Digital Storytelling: Engaging Students Through Multimodal And Interdisciplinary Learning
Tuesday, June 26 3:50 PM-4:10 PM
Presider:Anne-Marie Armstrong, Freelance Instructional Designer, United States
Digital storytelling, the telling of stories via multimedia, is a valuable pedagogical tool as it enables students to engage in interdisciplinary investigation and multimodal learning through experiencing, as well as creating, digital stories. Although digital stories invariably have a strong emotional component, they can be instructional in nature and deployed in the classroom. While they are pedagogically valuable in the Humanities, especially in the study of language and culture, they are used as a teaching technique in many disciplines.
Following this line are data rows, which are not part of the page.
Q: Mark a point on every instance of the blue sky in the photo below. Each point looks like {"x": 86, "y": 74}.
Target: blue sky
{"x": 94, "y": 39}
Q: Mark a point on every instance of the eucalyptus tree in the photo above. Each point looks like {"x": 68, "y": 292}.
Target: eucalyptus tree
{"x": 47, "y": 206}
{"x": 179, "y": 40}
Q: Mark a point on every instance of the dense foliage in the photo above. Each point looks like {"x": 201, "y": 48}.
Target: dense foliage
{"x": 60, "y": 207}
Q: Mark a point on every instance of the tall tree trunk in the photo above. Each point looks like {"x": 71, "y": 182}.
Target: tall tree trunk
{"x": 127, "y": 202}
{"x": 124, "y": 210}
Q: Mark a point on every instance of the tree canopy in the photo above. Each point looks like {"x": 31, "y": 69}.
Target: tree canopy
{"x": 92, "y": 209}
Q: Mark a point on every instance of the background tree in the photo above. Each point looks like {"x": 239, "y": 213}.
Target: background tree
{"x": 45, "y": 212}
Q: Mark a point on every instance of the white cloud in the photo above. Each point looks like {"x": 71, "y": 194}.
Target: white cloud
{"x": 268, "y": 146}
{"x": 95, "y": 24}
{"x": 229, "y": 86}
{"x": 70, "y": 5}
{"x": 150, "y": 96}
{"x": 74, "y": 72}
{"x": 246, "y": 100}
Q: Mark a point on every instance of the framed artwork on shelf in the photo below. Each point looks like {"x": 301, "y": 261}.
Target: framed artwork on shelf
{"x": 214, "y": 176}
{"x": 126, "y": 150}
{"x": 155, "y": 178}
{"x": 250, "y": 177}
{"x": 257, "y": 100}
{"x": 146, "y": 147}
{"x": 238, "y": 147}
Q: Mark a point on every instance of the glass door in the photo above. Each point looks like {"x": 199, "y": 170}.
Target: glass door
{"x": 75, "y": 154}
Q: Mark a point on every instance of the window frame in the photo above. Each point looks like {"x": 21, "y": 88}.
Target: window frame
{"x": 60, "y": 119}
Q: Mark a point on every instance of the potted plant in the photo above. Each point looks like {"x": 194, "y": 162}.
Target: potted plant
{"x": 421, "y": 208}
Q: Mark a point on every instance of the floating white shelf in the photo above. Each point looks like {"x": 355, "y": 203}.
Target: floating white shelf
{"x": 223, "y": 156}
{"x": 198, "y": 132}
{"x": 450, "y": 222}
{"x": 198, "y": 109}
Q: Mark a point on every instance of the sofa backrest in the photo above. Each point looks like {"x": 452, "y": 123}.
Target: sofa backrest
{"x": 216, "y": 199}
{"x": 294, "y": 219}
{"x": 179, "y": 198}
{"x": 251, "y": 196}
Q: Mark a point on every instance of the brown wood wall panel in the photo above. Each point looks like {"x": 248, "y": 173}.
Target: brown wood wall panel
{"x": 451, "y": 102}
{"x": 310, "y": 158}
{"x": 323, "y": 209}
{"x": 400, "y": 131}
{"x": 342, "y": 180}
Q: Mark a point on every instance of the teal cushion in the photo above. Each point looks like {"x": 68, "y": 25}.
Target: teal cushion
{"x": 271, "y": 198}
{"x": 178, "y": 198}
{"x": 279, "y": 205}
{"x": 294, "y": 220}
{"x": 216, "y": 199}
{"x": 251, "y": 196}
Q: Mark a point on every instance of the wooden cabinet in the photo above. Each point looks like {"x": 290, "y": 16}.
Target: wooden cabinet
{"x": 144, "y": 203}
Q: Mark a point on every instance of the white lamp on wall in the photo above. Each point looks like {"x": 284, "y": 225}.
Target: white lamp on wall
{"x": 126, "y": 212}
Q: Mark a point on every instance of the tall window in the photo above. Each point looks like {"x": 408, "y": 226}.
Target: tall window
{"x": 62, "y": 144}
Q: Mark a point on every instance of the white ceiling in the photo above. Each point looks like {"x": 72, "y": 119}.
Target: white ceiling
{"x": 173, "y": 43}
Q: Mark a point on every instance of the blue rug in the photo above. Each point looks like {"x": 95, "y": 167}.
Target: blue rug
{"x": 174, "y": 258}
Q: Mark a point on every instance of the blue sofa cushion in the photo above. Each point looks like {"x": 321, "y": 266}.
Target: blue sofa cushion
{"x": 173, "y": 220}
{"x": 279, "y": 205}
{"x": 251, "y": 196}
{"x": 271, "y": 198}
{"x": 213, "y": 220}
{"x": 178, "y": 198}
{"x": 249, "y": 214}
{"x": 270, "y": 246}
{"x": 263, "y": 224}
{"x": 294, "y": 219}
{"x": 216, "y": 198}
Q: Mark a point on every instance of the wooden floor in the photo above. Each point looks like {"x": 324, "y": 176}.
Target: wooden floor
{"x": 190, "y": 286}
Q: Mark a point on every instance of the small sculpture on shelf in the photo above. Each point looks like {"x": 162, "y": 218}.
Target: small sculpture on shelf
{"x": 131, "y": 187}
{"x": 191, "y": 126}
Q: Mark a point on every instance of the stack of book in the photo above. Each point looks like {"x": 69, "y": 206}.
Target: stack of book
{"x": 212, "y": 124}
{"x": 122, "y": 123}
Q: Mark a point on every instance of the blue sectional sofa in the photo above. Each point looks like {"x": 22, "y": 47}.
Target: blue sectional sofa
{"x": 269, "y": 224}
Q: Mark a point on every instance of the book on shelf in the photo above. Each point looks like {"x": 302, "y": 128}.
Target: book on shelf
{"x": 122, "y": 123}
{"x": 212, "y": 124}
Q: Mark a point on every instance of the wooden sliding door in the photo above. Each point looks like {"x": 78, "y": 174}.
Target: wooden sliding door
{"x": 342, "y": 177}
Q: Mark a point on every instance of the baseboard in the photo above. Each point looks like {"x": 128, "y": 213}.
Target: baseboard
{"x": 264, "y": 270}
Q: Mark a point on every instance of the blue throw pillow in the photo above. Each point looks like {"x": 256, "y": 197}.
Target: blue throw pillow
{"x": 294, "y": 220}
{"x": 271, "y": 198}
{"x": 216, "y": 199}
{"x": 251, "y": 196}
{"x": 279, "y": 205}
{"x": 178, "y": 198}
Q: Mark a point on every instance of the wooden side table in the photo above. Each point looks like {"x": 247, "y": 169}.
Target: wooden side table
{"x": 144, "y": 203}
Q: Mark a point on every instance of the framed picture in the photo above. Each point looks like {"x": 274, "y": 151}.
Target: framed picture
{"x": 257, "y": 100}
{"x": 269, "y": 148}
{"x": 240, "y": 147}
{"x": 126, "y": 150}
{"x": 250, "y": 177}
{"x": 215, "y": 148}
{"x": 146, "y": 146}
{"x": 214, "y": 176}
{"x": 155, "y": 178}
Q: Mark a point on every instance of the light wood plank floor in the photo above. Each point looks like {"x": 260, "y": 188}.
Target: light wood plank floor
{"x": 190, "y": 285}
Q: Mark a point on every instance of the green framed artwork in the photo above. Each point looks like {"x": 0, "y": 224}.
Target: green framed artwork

Both the act of watching/experiencing and creating digital stories enables students to form deep and emotional connections with the subject matter. Digital storytelling assignments afford opportunities to advance linguistic and cultural awareness, create overlapping, multilayered connections between people, practices and the target culture, and to help connect classroom with the community. Digital storytelling not only helps develop students’ technology and media literacy but also their ability to be critical and discerning about the plethora of online content and resources. It also taps into dominant modes of self-expression and skills of today’s students. Using examples from the National Endowment for the Humanities-funded Ethnic Layers of Detroit project, Experiencing Place Through Digital Storytelling, we discuss how digital stories can be used to enhance teaching and the role of digital stories in student engagement.